Clonal and Widespread Gene Transfer by Proviral Electroporation for Analysis of Brain Laminar Formation
An essential approach to understanding the mechanisms of development is to alter a gene function/expression. In vivo electroporation has been adapted as one such technique (Muramatsu et al., 1997). It is a very useful tool to achieve a gain- and loss-of-function (by using RNAi or morpholinos) of a gene of interest (Funahashi et al., 1999; Fukuchi-Shimogori and Grove, 2001; Kos et al., 2001; Katahira and Nakamura, 2003; Sugiyama and Nakamura, 2003). The technique has allowed the altering of gene expression temporally and spatially. Pulse-labeling technique is an approach to manipulate a specific cell population temporally, depending on its birthday, as this chapter describes. This technique is more advantageous over the BrdU application, as it can reveal cell lineage; it also has the ability to manipulate a gain- and loss-of-function into specific precursor cells (Tabata and Nakajima, 2001; Sugiyama and Nakamura, 2003; Huber et al., 2008).

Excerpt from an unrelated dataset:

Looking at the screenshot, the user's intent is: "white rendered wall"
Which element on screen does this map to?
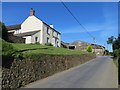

In spatial terms, widespread gene transfer by electroporation has provided an efficient way to unveil a new gene function on a given tissue (Nakamura and Funahashi, 2001). On the other hand, the spatial precision of gene transfer also has been addressed as each individual cell responds differently to gene expression. Thus, there has been increasing efforts to improve electrodes and create new techniques such as single-cell electroporation (Haas et al., 2001; Kitamura et al., 2008).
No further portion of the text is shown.